DeepSeek-V4 KV Cache Explained: Why 1M Context Uses Less VRAM (knightli.com)

🤖 AI Summary
DeepSeek-V4 has introduced a groundbreaking change in handling long-context models, particularly regarding how the Key and Value (KV) Cache consumes VRAM during inference. Rather than merely increasing the cache size with context length, DeepSeek-V4 significantly compresses the KV Cache by aggregating multiple historical tokens into fewer entries. In a setup that processes one million tokens, DeepSeek-V4-Pro’s KV Cache consumes about 10% of the memory used by its predecessor, DeepSeek-V3.2, positioning it as a formidable advancement for models dealing with extensive context, such as those used in code navigation, document analysis, and complex agent workflows.
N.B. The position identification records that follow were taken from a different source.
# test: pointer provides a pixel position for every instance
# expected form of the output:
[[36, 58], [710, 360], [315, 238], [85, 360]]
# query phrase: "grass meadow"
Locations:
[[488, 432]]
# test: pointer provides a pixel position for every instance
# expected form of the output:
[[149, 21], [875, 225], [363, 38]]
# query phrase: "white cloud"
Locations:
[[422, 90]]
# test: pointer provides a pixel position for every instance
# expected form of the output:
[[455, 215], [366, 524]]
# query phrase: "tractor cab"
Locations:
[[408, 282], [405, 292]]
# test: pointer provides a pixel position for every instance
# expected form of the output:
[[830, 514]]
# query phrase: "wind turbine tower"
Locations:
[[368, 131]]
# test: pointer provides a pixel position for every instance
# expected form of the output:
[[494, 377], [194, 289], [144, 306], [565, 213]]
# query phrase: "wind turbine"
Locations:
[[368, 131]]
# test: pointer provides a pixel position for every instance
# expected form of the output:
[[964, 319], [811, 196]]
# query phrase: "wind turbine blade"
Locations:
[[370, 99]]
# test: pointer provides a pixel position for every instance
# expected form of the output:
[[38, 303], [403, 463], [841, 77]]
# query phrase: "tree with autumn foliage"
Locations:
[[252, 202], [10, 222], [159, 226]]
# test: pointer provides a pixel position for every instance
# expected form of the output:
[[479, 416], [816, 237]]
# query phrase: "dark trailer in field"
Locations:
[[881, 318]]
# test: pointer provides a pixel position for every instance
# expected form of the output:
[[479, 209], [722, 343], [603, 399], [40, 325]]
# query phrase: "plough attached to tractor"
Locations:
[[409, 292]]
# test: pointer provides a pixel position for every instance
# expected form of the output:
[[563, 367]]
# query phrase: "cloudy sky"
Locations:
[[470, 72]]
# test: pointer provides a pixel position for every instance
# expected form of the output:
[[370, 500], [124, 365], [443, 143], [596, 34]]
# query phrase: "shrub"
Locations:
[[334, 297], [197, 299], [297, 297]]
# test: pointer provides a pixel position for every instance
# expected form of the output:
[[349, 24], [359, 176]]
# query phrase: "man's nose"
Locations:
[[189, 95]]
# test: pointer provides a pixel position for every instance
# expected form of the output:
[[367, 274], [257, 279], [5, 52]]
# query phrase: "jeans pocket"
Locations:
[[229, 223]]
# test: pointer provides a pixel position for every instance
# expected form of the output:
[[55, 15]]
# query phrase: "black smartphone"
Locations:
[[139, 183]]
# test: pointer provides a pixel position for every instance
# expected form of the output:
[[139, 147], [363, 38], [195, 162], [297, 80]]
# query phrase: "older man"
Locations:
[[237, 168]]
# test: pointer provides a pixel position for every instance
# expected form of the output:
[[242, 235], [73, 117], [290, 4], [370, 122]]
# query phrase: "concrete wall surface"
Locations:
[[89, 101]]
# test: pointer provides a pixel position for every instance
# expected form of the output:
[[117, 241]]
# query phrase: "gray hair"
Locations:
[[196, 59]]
This model employs multiple compression techniques, including Compressed Sparse Attention (CSA) and Heavily Compressed Attention (HCA), which allow for efficient information retrieval from long contexts while preserving crucial details for recent tokens through a sliding window mechanism. This approach reduces both the memory footprint and the time to the first token without compromising performance. DeepSeek-V4’s strategy marks a shift from traditional methods that focused on reducing the number of KV heads to optimizing the number of historical token entries, making it a significant step toward practical deployment of million-token contexts in real-world applications.